## anonymous one year ago Please, help me

1. anonymous

Proof $\frac{ \textbf{x }- \textbf{x}_i }{ \left| \textbf{x} - {\textbf{x}_i} \right|^3 } = \bigtriangledown \left( \frac{ 1 }{ x-x' } \right)$

2. TheCatMan

i say to find the area of the triangle using other info to the question (if there is none i have no clue) distribute to the right side of the equation and cross eliminate to solve

3. UsukiDoll

WHAT THE! SOlving has nothing to do with writing a complete proof. And I don't know which subject this came from.

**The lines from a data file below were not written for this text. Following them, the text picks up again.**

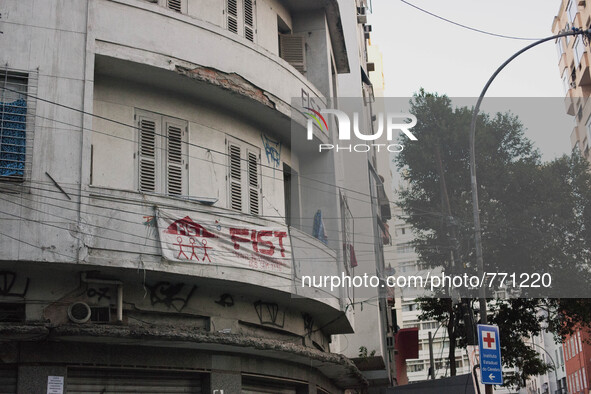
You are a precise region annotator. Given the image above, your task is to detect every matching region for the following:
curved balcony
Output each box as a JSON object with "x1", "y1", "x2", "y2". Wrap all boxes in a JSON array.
[
  {"x1": 81, "y1": 186, "x2": 351, "y2": 333},
  {"x1": 89, "y1": 0, "x2": 330, "y2": 143}
]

It could be from some grad school Math course :S

4. UsukiDoll

I know that for proofs like this you either start at the left apply some theorems...definitions lalalalalla and achieve the right or start at the right apply some theorems...definitions lalalla and achieve the left.

5. anonymous

mathematical physics

6. UsukiDoll

that could be in the later part of Mathematical Physics...... I only know the first half and have not done a proof like this

7. TheCatMan

i wish i could help but im dumber than a fart in a crowded room.

8. alekos

it really means nothing without some sort of context. tel us more about the problem

9. Michele_Laino

here are some steps: we can write: ${\mathbf{x}} - {{\mathbf{x}}_i} = {\mathbf{r}}$ where: ${\mathbf{r}} \cdot {\mathbf{r}} = {x^2} + {y^2} + {z^2}$

10. Michele_Laino

so we have: $\large \begin{gathered} \frac{\partial }{{\partial x}}\left( {\frac{1}{r}} \right) = \frac{\partial }{{\partial x}}\left( {\frac{1}{{\sqrt {{x^2} + {y^2} + {z^2}} }}} \right) = - \frac{x}{{{{\left( {\sqrt {{x^2} + {y^2} + {z^2}} } \right)}^3}}} \hfill \\ \hfill \\ \frac{\partial }{{\partial y}}\left( {\frac{1}{r}} \right) = \frac{\partial }{{\partial y}}\left( {\frac{1}{{\sqrt {{x^2} + {y^2} + {z^2}} }}} \right) = - \frac{y}{{{{\left( {\sqrt {{x^2} + {y^2} + {z^2}} } \right)}^3}}} \hfill \\ \hfill \\ \frac{\partial }{{\partial z}}\left( {\frac{1}{r}} \right) = \frac{\partial }{{\partial z}}\left( {\frac{1}{{\sqrt {{x^2} + {y^2} + {z^2}} }}} \right) = - \frac{z}{{{{\left( {\sqrt {{x^2} + {y^2} + {z^2}} } \right)}^3}}} \hfill \\ \end{gathered}$

11. Michele_Laino

$\begin{gathered} \frac{\partial }{{\partial x}}\left( {\frac{1}{r}} \right) = \frac{\partial }{{\partial x}}\left( {\frac{1}{{\sqrt {{x^2} + {y^2} + {z^2}} }}} \right) = - \frac{x}{{{{\left( {\sqrt {{x^2} + {y^2} + {z^2}} } \right)}^3}}} \hfill \\ \hfill \\ \frac{\partial }{{\partial y}}\left( {\frac{1}{r}} \right) = \frac{\partial }{{\partial y}}\left( {\frac{1}{{\sqrt {{x^2} + {y^2} + {z^2}} }}} \right) = - \frac{y}{{{{\left( {\sqrt {{x^2} + {y^2} + {z^2}} } \right)}^3}}} \hfill \\ \hfill \\ \frac{\partial }{{\partial z}}\left( {\frac{1}{r}} \right) = \frac{\partial }{{\partial z}}\left( {\frac{1}{{\sqrt {{x^2} + {y^2} + {z^2}} }}} \right) = - \frac{z}{{{{\left( {\sqrt {{x^2} + {y^2} + {z^2}} } \right)}^3}}} \hfill \\ \end{gathered}$

12. Michele_Laino

and finally: $\Large \nabla \left( {\frac{1}{r}} \right) = - \frac{{\mathbf{r}}}{{{r^3}}}$

13. anonymous

awesome @Michele_Laino , thank you

14. anonymous

i also thank to @TheCatMan , @UsukiDoll , @alekos

15. UsukiDoll

what @Michele_Laino latexed is similar to an example from a book I had to use almost a year ago. There was partial derivatives, product rule, and chain rule involved.